Valuing education

What American students can learn from Malala Yousafzai

American teenagers dread going to school. We hear some of our classmates complain about how much they “hate this class” as they make their opinions loud enough for all to hear.

What many American teens don’t think about is how much their life would be altered if their right to education was suddenly taken away from them.

The right to education is exactly what 16-year-old Malala Yousafzai is fighting for. A native of Pakistan, Malala started writing a blog outlining how difficult it is for females to get an education in her country.

After a New York Times article was written about her in 2010, Malala gained a reputation for being an advocate for women’s rights, something that is frowned upon in many countries around the world.

This reputation led to Malala being a target of the Taliban, a group that has a heavy influence in her hometown of Mingora.

On October 9 of 2012, Malala was shot in the head and neck by members of the Taliban on her way home from school.

Miraculously, Malala recovered from her injuries, and continues to this day to be an advocate for women’s rights and education.

Recently, Malala has written a book, titled “I am Malala: The Girl Who Stood Up for Education and Was Shot by the Taliban”. In it, she describes her life growing up in a country plagued by terrorism, and how difficult it is for women to get an education.

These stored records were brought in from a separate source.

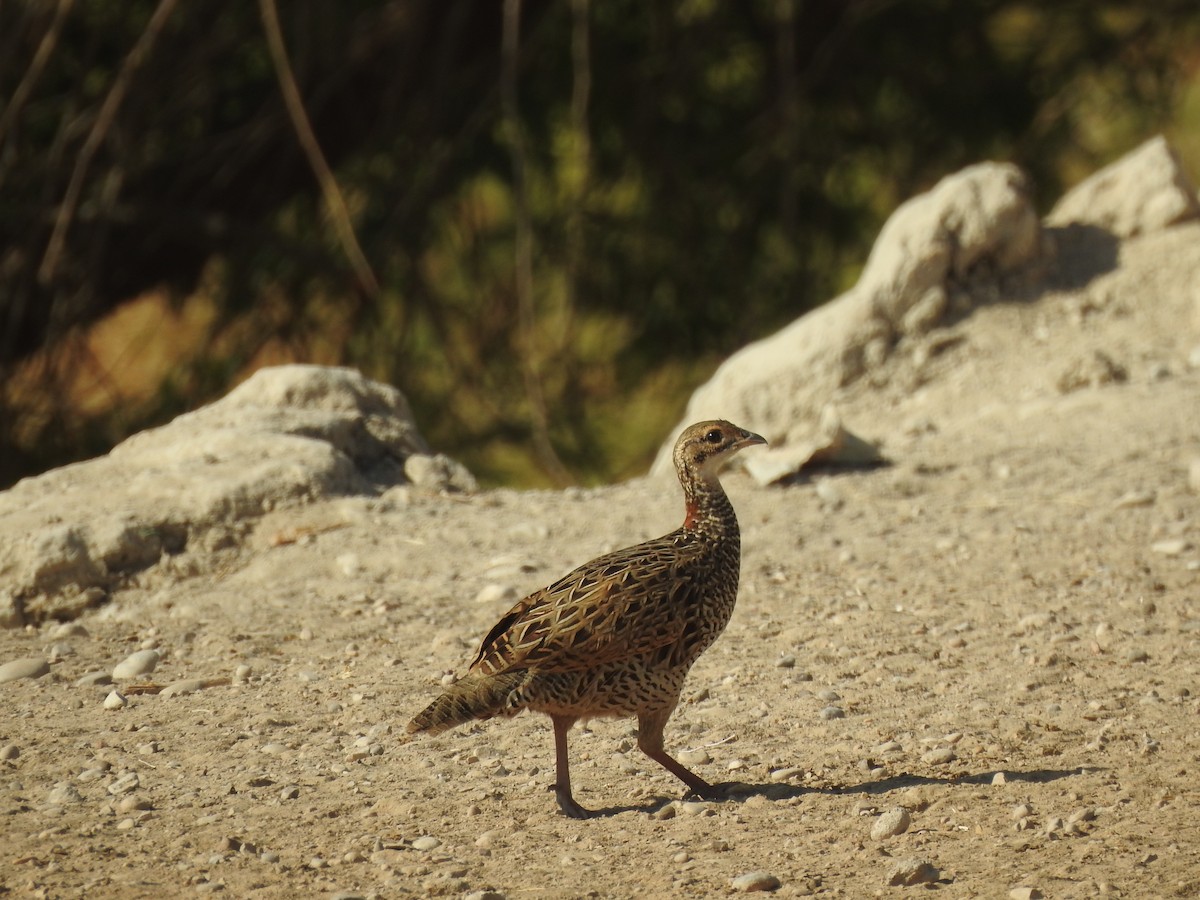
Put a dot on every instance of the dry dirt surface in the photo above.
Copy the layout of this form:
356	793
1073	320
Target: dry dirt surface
996	633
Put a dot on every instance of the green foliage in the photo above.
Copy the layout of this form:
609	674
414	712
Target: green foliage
702	174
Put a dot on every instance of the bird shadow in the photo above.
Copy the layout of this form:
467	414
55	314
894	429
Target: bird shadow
742	791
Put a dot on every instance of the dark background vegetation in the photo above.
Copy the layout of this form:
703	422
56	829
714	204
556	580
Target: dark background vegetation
545	222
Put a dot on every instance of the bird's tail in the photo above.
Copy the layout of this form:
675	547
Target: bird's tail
475	696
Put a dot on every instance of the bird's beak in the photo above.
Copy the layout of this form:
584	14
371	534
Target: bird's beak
750	439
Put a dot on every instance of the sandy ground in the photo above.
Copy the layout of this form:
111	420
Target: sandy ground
997	633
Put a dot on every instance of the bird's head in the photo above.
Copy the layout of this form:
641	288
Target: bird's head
703	448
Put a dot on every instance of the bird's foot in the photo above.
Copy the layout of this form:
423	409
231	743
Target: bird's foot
568	805
723	791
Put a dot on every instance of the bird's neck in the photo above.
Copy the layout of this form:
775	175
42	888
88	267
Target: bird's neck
708	510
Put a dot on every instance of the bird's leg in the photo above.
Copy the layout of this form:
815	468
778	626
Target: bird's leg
649	742
563	769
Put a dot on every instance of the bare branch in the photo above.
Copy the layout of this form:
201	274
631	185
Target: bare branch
108	111
333	195
526	316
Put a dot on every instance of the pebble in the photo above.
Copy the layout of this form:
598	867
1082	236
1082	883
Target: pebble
497	594
891	823
1170	547
30	667
125	783
940	756
757	880
136	664
1135	498
67	629
187	685
64	793
912	870
1194	474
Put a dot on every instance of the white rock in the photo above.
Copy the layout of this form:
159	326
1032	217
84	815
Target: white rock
779	385
912	870
18	669
891	823
136	664
186	685
757	880
1144	191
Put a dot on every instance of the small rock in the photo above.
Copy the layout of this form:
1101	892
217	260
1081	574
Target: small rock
136	664
67	629
912	870
891	823
30	667
1171	547
64	793
1135	498
756	881
940	756
497	594
94	678
187	685
125	783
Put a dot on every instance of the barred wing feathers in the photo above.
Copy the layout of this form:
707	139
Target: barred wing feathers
619	605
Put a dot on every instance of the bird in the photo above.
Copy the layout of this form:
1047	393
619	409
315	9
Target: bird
617	635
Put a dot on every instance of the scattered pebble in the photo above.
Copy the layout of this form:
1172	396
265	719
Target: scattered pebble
67	629
64	793
912	870
136	664
125	783
891	823
30	667
187	685
1170	547
756	881
940	756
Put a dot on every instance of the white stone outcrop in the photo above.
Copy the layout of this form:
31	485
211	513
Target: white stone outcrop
287	435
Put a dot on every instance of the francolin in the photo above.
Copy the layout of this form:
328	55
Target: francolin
617	636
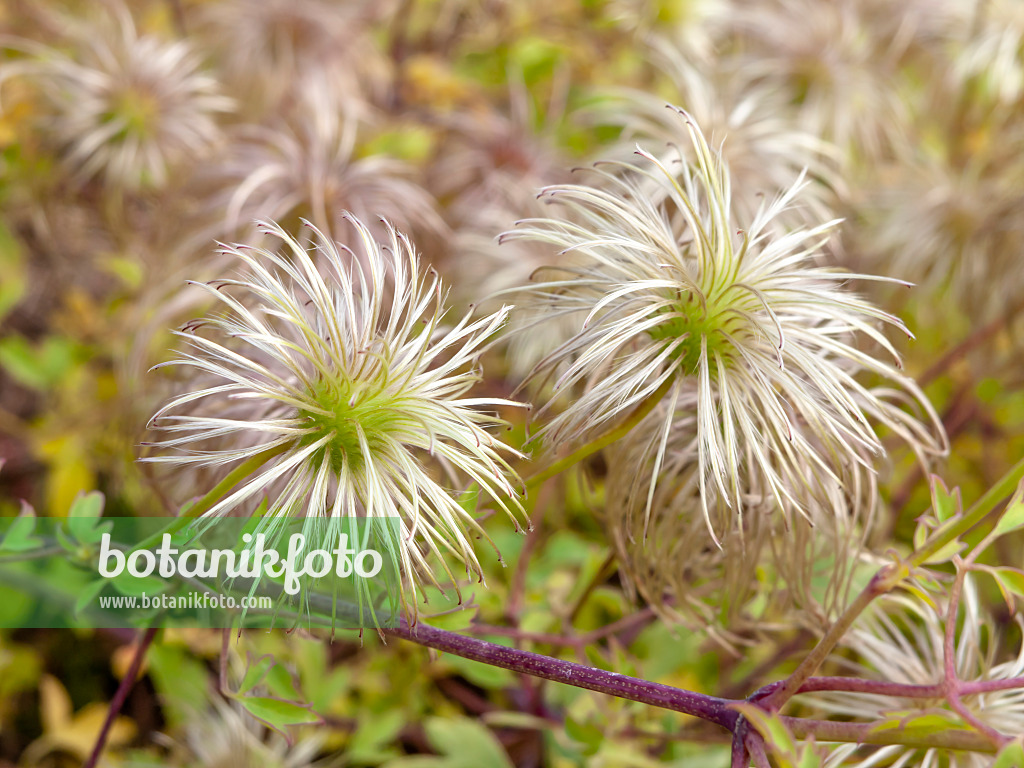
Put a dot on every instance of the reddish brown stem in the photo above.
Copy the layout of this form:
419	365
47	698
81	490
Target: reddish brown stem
127	682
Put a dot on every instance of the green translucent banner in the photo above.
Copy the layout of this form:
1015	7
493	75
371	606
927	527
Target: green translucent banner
93	571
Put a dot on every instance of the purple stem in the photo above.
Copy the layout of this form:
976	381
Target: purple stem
708	708
127	682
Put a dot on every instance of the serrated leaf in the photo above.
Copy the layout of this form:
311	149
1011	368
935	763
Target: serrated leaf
1013	516
1012	756
373	735
1010	581
256	671
84	515
779	740
88	595
945	505
946	553
468	742
920	724
278	714
18	537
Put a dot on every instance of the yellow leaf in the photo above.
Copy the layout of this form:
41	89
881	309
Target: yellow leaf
75	734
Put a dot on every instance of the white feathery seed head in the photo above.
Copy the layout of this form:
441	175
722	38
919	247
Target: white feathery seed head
343	366
735	328
125	107
900	640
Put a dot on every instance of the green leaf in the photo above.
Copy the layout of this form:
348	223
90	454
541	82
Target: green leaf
1013	516
1012	756
467	742
12	267
83	518
18	538
588	734
279	714
945	505
127	584
181	681
779	741
256	671
373	735
920	724
88	595
483	675
1010	581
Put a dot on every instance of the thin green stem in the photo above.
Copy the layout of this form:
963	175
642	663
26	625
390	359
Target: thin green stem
887	580
882	583
979	511
233	477
870	733
604	440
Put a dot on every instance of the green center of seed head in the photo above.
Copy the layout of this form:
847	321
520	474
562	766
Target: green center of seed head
137	111
690	320
349	411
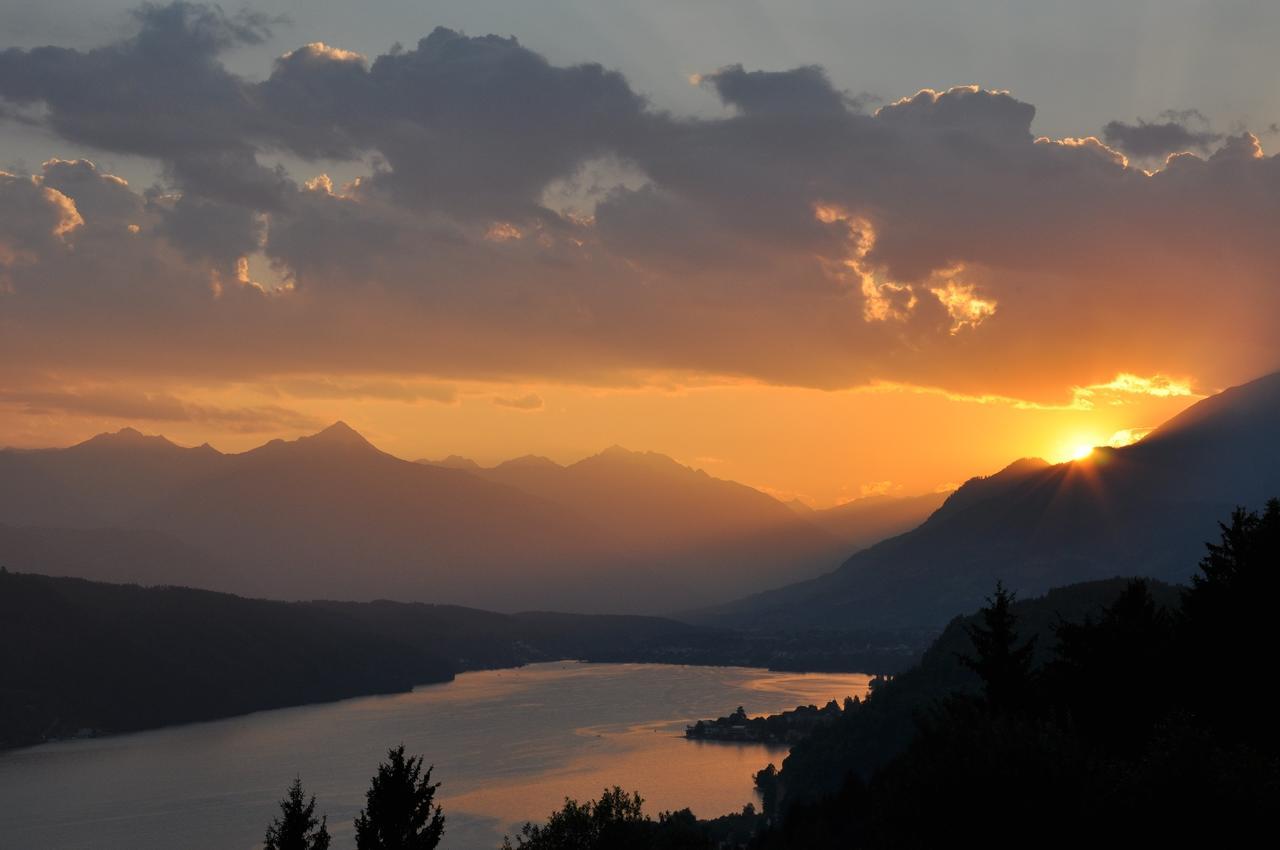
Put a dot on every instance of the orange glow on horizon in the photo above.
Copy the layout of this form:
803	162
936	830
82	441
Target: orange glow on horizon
822	447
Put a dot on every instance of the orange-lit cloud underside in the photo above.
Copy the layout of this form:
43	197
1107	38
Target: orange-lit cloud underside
795	292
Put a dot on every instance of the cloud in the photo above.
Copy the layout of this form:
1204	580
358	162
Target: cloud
776	92
795	240
529	402
398	391
1171	133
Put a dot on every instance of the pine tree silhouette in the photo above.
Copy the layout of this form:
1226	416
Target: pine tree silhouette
400	812
297	827
1000	662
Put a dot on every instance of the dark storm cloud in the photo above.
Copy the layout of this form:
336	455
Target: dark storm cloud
798	91
795	240
1173	133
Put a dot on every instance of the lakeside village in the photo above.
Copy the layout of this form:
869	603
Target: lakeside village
786	727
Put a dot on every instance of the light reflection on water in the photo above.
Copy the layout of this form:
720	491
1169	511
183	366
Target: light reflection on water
508	745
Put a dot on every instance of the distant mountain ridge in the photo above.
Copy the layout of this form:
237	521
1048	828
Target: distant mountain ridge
1142	510
332	516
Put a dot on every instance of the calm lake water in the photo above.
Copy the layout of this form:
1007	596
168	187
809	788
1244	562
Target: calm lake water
508	745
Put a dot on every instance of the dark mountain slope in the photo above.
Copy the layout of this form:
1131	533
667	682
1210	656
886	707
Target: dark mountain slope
1144	508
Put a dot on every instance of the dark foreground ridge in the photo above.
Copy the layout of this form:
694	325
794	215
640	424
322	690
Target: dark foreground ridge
86	658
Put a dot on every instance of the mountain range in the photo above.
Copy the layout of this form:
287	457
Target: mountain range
1142	510
332	516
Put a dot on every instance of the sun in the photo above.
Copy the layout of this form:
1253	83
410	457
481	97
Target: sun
1082	451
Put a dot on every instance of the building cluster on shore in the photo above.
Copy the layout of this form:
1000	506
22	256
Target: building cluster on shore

On Tuesday, October 8, Malala appeared on “The Daily Show with Jon Stewart” and talked about not only her new book, but the importance of education for women around the world.

“We are human beings, and this is a part of our human nature that we don’t learn the importance of anything until it’s snatched from our hands,” she says. “In Pakistan, when we were stopped from going to school, at that time I realized that education is very important and education is a power for women, and that is why the terrorists are afraid of education. They do not want women to get education because then women will become more powerful”, Malala told Stewart.

As of October 7 of this year, the Taliban still considers Malala a target. However, Malala is still standing up for what she believes in, regardless of the risks.

“Terrorists thought that they would change my aims and stop my ambitions, but nothing changed in my life except this — weakness, fear and hopelessness died, strength, power and courage was born.” I am the same Malala, my ambitions are the same, my hopes are the same and my dreams are the same,” she told the United Nations in July.

In a nation where we have rights that many around the world fight and risk their lives for, American teenagers should look to people like Malala Yousafzai for an example.

We might not like waking up to go to school every day, but the fact that we have the right to go to a safe school regardless of our gender, race, religion or whatever makes us diverse should be enough reason to be thankful.